De Baskische regionale regering haastte zich deze aanslag zo scherp mogelijk te veroordelen. Javier Balza, de regionale minister van Binnenlandse Zaken, vermoedde achter de aanslag in Gexto een aanmaning van de ETA om "revolutionaire belasting" te betalen. Sinds mei heeft de ETA het sturen van brieven aan kapitalisten sterk opgevoerd. Daarin eist men betaling van een bedrag, per onderneming vastgesteld al naar gelang de bedrijfswinst. Met revolutie heeft dat weinig van doen, des te meer met een eigen incassobureau om de ETA te financieren. Opgehitst door de aanslag voor hun huisdeuren scholden de rijken van Gexto op hun PNV-burgemeester Inaki Zarraoa. Ze hielden de PNV ervoor verantwoordelijk dat de ETA weer bezig was.

Sociale bevrijding?

De PNV staat onder druk omdat de partij in talloze gemeentehuizen samenwerkt met de EH, die zich weigert van de ETA te distantiëren. Sinds eind juli is de PNV begonnen in gemeenteraden alle samenwerking met EH te beëindigen. Het begon in Basauri, en dagelijks volgen nieuwe steden: bijvoorbeeld op 20 juli Beasain, Bergara en Deba. De druk van de centraal-Spaanse partijen op de PNV neemt desalniettemin niet af. De PNV moet zich van hen weer ondergeschikt maken aan de Spaans-nationale belangen. De PP is daarbij toonaangevend. De PP zat samen met de PNV in de Europese Christen-Democratische Volkspartij, totdat de PNV er vorig jaar uitgegooid werd. Er is tegenwoordig nauwelijks nog een regionale PP-politicus te vinden die zich niet als kruisridder tegen de ETA opwerpt. Zo verklaarde de Catalonische PP-voorzitter Alberto Fernandez Diaz dat de EH "een politiek masker van de ETA is" en dat de PNV "eindelijk eens moet breken met alle groepen en formaties die gewelddaden ondersteunen". Tegelijkertijd verscherpt de Spaanse justitie opnieuw de vervolging van politieke instellingen, die ervan verdacht worden nabij de ETA te staan. Zo stelde de onderzoeksrechter Baltasar Garzon op 21 juli dat de links-nationalistische krant Gara de schulden van Egin zou moeten overnemen. Egin werd in juli 1998 op bevel van Garzon verboden en gesloten. Wanneer Gara de sindsdien nog opgelopen schulden zou moeten betalen, dan zou de krant ten onder gaan. Voor eind september heeft de conservatieve PP-regering wettelijke verscherpingen aangekondigd tegen de sociale basis van ETA. Zo zou de militante strijd in de Baskische straten gestopt moeten worden door de leeftijd te laten dalen waarop jongeren voor de gewone rechter moeten verschijnen. Dan zouden voortaan 16-jarigen al tot 20 jaar gevangenis veroordeeld kunnen worden wegens "terroristische handelingen" wanneer ze een stadsbus in de fik zetten.

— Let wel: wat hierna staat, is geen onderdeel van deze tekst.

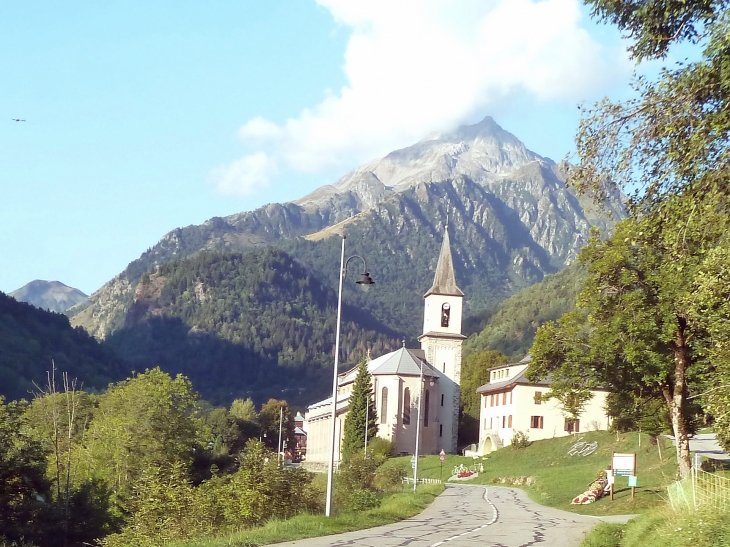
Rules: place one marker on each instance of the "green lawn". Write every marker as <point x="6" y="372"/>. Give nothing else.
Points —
<point x="393" y="508"/>
<point x="558" y="478"/>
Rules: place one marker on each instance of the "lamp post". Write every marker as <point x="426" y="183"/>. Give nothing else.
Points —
<point x="367" y="422"/>
<point x="418" y="428"/>
<point x="365" y="281"/>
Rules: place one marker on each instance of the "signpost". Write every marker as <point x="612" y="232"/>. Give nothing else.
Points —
<point x="624" y="465"/>
<point x="442" y="457"/>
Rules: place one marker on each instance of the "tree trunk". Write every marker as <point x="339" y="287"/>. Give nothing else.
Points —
<point x="675" y="396"/>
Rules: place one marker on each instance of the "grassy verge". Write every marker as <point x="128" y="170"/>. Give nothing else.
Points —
<point x="663" y="527"/>
<point x="393" y="508"/>
<point x="557" y="478"/>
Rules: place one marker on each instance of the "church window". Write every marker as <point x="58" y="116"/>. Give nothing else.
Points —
<point x="406" y="406"/>
<point x="426" y="401"/>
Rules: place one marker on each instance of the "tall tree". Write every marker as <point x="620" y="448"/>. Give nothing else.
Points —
<point x="639" y="335"/>
<point x="361" y="411"/>
<point x="23" y="486"/>
<point x="474" y="373"/>
<point x="273" y="413"/>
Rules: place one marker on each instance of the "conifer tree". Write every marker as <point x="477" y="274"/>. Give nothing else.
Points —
<point x="359" y="412"/>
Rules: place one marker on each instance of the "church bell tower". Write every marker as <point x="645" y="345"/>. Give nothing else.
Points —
<point x="441" y="341"/>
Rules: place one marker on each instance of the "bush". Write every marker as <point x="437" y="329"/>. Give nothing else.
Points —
<point x="520" y="440"/>
<point x="362" y="500"/>
<point x="380" y="449"/>
<point x="389" y="477"/>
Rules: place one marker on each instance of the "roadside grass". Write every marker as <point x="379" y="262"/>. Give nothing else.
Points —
<point x="663" y="527"/>
<point x="558" y="478"/>
<point x="393" y="508"/>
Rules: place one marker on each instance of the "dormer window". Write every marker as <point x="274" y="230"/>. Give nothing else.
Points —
<point x="445" y="314"/>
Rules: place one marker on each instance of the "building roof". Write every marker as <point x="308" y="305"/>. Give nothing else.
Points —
<point x="403" y="362"/>
<point x="444" y="281"/>
<point x="520" y="379"/>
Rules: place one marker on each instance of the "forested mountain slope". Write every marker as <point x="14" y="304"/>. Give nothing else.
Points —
<point x="255" y="324"/>
<point x="510" y="327"/>
<point x="513" y="220"/>
<point x="30" y="338"/>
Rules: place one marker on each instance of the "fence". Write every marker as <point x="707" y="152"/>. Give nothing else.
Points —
<point x="701" y="489"/>
<point x="422" y="481"/>
<point x="710" y="490"/>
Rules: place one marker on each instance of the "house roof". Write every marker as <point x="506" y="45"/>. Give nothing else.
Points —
<point x="520" y="379"/>
<point x="403" y="362"/>
<point x="444" y="281"/>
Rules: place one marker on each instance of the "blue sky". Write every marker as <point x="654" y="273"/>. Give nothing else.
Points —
<point x="146" y="116"/>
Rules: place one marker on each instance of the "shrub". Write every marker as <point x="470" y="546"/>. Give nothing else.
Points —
<point x="389" y="477"/>
<point x="362" y="500"/>
<point x="380" y="449"/>
<point x="520" y="440"/>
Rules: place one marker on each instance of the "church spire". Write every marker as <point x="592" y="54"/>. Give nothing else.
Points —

De opnieuw versterkte militarisering van het conflict van Spaanse versus Baskische natie door de Spaanse politie en de ETA betekent een enorme verstoring van de regionalistische vestigingsplaats-politiek van de PNV. Terwijl er in heel Spanje een bouwexplosie plaatsvindt, is de huizenbouw in Baskenland drastisch achteruit gegaan sinds de ETA haar wapenstilstand beëindigde: 28,7 procent minder bouwactiviteiten dan vorig jaar. Geen goed investeringsklimaat, maar ook geen goed klimaat voor emancipatorische politiek. Bij bevrijdende politiek stel ik me wat anders voor dan nationale doelen.